The Art of Wellness – Transforming your Health
One of the most basic mistakes people make in producing change in their life is they fail to start with an outcome in mind, and attempt to do to much at once. Because change can often seem a bit overwhelming, they psyche themselves up in order to muster up the determination they deem necessary to do what they imagine they need to do (imagining it as being difficult), then start off with a blast, that usually fizzels quickly, leaving them feeling even weaker than before and discouraged to try again. This process, which is very common, nearly always leads to failure, because it comes as the result of negative programming while employing an incorrect process for creating a desired result. In order to be successful, you need to start by utilizing the proper process for creating.
Because we developed the habit or tendency that we’re now attempting to change over time, to recreate it in a new fashion will also require time. Changes should be created first as an outcome that we’re acting to create, then break down into steps required to produce the change out of our current conditions and circumstances. Your focus as an imagined reality should always be on the result the change will bring. The step-by-step changes in your current practices should be implemented in stages with time frames attached to them. It should be approached as a building and accumulative process that gradually converts the existing situation into the desired situation.
Each step should be allotted a time frame required to create it as a new habit before the next one is implemented. The secret of conscious creation lies in the power of concentrated thought. When we scatter our attention on too many things, we lose our creative ability to direct physical processes with our mind. Concentration on a single idea, while creating it in the imagination as a full sensory reality, while infusing it with positive emotions, is the key to conscious creation.
Creative Process for Change:
1. Form a very clear idea in your mind of the desired outcome as an actual reality. As if you’re experiencing it. Develop it into details as what are you seeing? Hearing? Feeling? Smelling or tasting? And what are you telling yourself about what what you’re experiencing?
2. Create a statement as an affirmation of this reality with a strong emotional content. This will act as an activating mechanism for focusing your mind on the goal.
3. Compare the desired outcome with the current reality, and distinguish the differences, and what in the current situation needs to be transformed to produce the new reality.
4. Create a list of the areas to be transformed, then develop each area as ideas that bring clarity around it necessary to actually produce it.
5. Break the process down into stages or chunks, then break each stage down into steps needed to successfully accomplish that stage of development
6. Assign reasonable time frames to each stage and to each step within the stage, while simultaneously developing a time frame for the creation of the overall idea.
7. Each step needs to be created in the imagination as the experience of doing it that’s a form of mental rehearsal.

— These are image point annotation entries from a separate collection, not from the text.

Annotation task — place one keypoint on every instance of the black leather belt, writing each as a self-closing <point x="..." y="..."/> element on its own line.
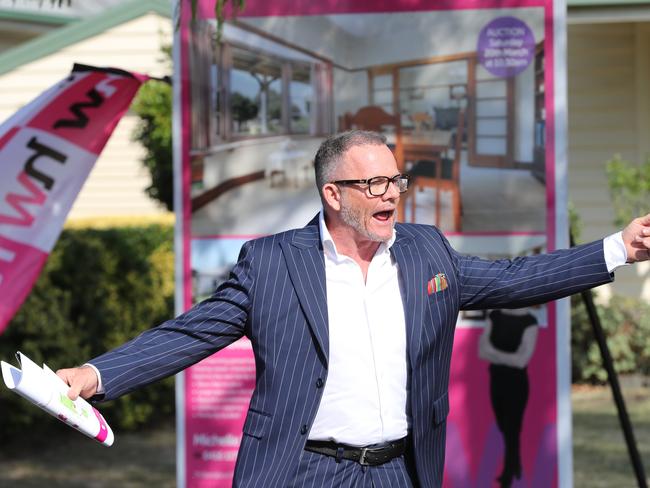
<point x="367" y="456"/>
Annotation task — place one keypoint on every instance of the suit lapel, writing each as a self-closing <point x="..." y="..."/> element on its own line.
<point x="306" y="266"/>
<point x="413" y="282"/>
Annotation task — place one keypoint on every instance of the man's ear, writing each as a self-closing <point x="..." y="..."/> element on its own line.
<point x="332" y="196"/>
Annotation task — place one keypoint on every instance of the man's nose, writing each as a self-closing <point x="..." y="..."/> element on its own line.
<point x="393" y="191"/>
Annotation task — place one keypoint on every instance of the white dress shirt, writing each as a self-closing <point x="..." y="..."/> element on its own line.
<point x="364" y="398"/>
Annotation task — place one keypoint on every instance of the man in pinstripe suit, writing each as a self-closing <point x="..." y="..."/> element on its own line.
<point x="351" y="319"/>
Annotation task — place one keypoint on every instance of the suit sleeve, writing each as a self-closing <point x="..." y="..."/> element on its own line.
<point x="178" y="343"/>
<point x="529" y="280"/>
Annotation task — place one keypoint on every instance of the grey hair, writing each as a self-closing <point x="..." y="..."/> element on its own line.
<point x="331" y="151"/>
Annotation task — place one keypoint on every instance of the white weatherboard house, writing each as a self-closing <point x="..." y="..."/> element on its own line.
<point x="608" y="96"/>
<point x="127" y="36"/>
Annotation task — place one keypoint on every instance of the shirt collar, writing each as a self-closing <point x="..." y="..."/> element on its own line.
<point x="330" y="247"/>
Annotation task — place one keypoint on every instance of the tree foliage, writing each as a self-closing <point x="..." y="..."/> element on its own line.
<point x="153" y="105"/>
<point x="626" y="323"/>
<point x="98" y="289"/>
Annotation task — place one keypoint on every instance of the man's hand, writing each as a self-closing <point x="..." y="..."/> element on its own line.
<point x="636" y="237"/>
<point x="82" y="381"/>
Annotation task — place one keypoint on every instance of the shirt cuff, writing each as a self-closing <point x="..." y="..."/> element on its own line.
<point x="614" y="250"/>
<point x="100" y="387"/>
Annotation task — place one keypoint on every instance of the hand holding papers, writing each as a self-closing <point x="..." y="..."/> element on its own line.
<point x="45" y="389"/>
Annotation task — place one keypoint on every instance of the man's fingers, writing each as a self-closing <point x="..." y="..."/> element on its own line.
<point x="82" y="381"/>
<point x="645" y="220"/>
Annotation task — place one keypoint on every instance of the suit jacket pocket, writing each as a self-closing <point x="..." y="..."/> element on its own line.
<point x="256" y="424"/>
<point x="441" y="409"/>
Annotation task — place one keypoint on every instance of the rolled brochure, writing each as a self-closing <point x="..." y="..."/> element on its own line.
<point x="45" y="389"/>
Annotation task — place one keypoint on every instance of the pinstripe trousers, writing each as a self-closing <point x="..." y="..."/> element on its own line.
<point x="320" y="471"/>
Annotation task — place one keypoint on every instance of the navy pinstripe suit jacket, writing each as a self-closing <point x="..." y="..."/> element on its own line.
<point x="276" y="297"/>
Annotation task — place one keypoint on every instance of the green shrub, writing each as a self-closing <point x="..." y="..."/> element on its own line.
<point x="98" y="289"/>
<point x="626" y="324"/>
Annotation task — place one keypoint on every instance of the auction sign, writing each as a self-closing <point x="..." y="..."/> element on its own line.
<point x="473" y="88"/>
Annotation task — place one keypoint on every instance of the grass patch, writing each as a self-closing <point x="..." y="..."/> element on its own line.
<point x="66" y="459"/>
<point x="600" y="456"/>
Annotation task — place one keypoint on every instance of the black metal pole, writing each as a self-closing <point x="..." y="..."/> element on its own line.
<point x="608" y="364"/>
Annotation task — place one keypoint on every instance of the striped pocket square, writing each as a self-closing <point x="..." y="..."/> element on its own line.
<point x="437" y="283"/>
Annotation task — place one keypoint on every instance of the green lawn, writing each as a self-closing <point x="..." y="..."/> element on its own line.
<point x="68" y="460"/>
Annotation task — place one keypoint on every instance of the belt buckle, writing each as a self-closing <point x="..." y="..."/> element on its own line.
<point x="362" y="458"/>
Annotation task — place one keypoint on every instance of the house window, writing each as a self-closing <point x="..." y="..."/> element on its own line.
<point x="243" y="91"/>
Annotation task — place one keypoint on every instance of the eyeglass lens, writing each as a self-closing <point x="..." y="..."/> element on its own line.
<point x="379" y="185"/>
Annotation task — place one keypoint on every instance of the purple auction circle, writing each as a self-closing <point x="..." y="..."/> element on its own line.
<point x="506" y="46"/>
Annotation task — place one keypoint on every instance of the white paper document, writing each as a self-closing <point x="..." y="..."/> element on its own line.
<point x="45" y="389"/>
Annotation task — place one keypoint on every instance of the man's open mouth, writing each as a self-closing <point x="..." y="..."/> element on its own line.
<point x="384" y="215"/>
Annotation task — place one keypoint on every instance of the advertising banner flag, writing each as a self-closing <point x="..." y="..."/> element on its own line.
<point x="47" y="150"/>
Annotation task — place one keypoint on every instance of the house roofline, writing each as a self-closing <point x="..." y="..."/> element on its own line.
<point x="78" y="31"/>
<point x="36" y="17"/>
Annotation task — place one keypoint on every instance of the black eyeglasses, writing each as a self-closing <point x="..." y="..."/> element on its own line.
<point x="378" y="185"/>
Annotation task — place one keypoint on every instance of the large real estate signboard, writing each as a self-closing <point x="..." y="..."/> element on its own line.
<point x="471" y="98"/>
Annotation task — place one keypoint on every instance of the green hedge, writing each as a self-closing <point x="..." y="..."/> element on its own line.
<point x="98" y="289"/>
<point x="626" y="324"/>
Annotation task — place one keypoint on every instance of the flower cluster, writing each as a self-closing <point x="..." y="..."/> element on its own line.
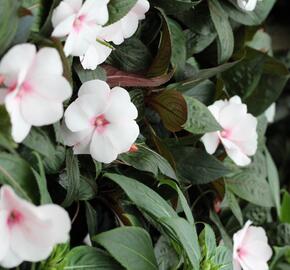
<point x="28" y="232"/>
<point x="84" y="27"/>
<point x="101" y="122"/>
<point x="239" y="131"/>
<point x="251" y="249"/>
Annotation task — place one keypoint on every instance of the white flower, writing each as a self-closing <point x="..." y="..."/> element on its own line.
<point x="270" y="113"/>
<point x="127" y="26"/>
<point x="34" y="88"/>
<point x="248" y="5"/>
<point x="251" y="250"/>
<point x="101" y="122"/>
<point x="28" y="232"/>
<point x="239" y="135"/>
<point x="80" y="23"/>
<point x="95" y="55"/>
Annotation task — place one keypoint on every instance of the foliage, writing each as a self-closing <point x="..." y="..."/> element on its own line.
<point x="155" y="208"/>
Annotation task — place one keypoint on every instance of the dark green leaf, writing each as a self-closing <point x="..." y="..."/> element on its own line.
<point x="85" y="258"/>
<point x="186" y="235"/>
<point x="15" y="172"/>
<point x="118" y="9"/>
<point x="171" y="106"/>
<point x="130" y="246"/>
<point x="224" y="30"/>
<point x="197" y="166"/>
<point x="147" y="160"/>
<point x="144" y="197"/>
<point x="73" y="175"/>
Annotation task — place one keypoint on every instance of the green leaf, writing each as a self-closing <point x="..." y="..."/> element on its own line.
<point x="144" y="197"/>
<point x="130" y="246"/>
<point x="41" y="181"/>
<point x="255" y="17"/>
<point x="183" y="201"/>
<point x="223" y="258"/>
<point x="250" y="183"/>
<point x="273" y="179"/>
<point x="186" y="236"/>
<point x="208" y="242"/>
<point x="165" y="254"/>
<point x="197" y="166"/>
<point x="8" y="22"/>
<point x="162" y="59"/>
<point x="216" y="220"/>
<point x="147" y="160"/>
<point x="199" y="119"/>
<point x="132" y="56"/>
<point x="118" y="9"/>
<point x="178" y="45"/>
<point x="231" y="201"/>
<point x="16" y="172"/>
<point x="91" y="217"/>
<point x="85" y="258"/>
<point x="259" y="79"/>
<point x="285" y="208"/>
<point x="175" y="6"/>
<point x="88" y="75"/>
<point x="171" y="106"/>
<point x="201" y="76"/>
<point x="224" y="30"/>
<point x="73" y="173"/>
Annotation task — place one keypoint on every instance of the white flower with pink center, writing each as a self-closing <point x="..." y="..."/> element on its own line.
<point x="239" y="131"/>
<point x="29" y="232"/>
<point x="33" y="88"/>
<point x="248" y="5"/>
<point x="81" y="23"/>
<point x="101" y="122"/>
<point x="127" y="26"/>
<point x="251" y="250"/>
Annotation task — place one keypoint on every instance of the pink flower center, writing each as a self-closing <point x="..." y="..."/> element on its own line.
<point x="14" y="218"/>
<point x="78" y="23"/>
<point x="100" y="123"/>
<point x="241" y="252"/>
<point x="225" y="133"/>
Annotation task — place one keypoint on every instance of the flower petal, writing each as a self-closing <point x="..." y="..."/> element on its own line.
<point x="11" y="260"/>
<point x="95" y="55"/>
<point x="211" y="141"/>
<point x="95" y="87"/>
<point x="141" y="7"/>
<point x="4" y="234"/>
<point x="20" y="127"/>
<point x="79" y="114"/>
<point x="39" y="111"/>
<point x="120" y="107"/>
<point x="60" y="223"/>
<point x="123" y="135"/>
<point x="102" y="148"/>
<point x="129" y="24"/>
<point x="235" y="153"/>
<point x="247" y="5"/>
<point x="64" y="27"/>
<point x="61" y="12"/>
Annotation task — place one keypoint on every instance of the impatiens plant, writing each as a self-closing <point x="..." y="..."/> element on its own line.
<point x="144" y="135"/>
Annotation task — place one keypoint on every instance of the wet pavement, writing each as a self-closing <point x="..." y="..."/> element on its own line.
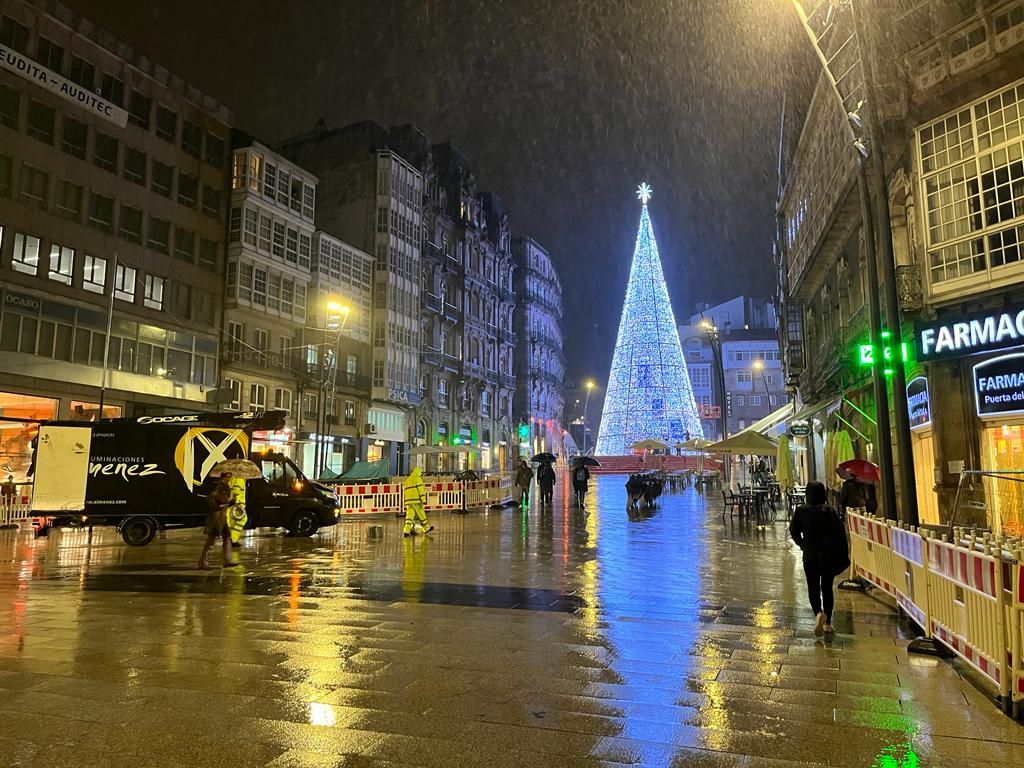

Imagine yourself doing it until you get it just the way you want it, then repeat that process as a rehearsal over and over until you can recall it in an automatic fashion.
8. Then practice through the template of the mental rehearsal in your everyday life, creating the experience as an analogy to your mental rehearsal. If you lose your focus, use your affirmation to redirect your mind
9. Repeat this consistently as a practice in your daily life until the step is accomplished in an automatic and natural way. Only when this step is accomplished to the desired level, should you move into the next step or stage of the process.
All change that comes in a gradual manner goes unnoticed. As humans we can make small adjustments with relative ease, and can make small consistent changes with equal ease. If we try to do too much at once, it can become overwhelming and awkward, or we can create an experience of suffering in doing it. Most creations require a foundation to be laid in order to support what comes out of it in a natural way. When we fail to lay the foundation as the basis for the change, we undermine it and usually fail to be able to produce the change as permanent and lasting.
Change in reality is transformation as a creative process. All creative processes begin with the end in mind. The end is a reality shaped first in the imagination to be used as a kind of blueprint that’s then used to produce the outward reality as its equivalent. When we learn how to use our mind to direct physical processes necessary for transformation, we become powerful creators in our own life. We cultivate the ability to determine and set the course of our destiny, and begin fashioning ourselves by way of our own hand.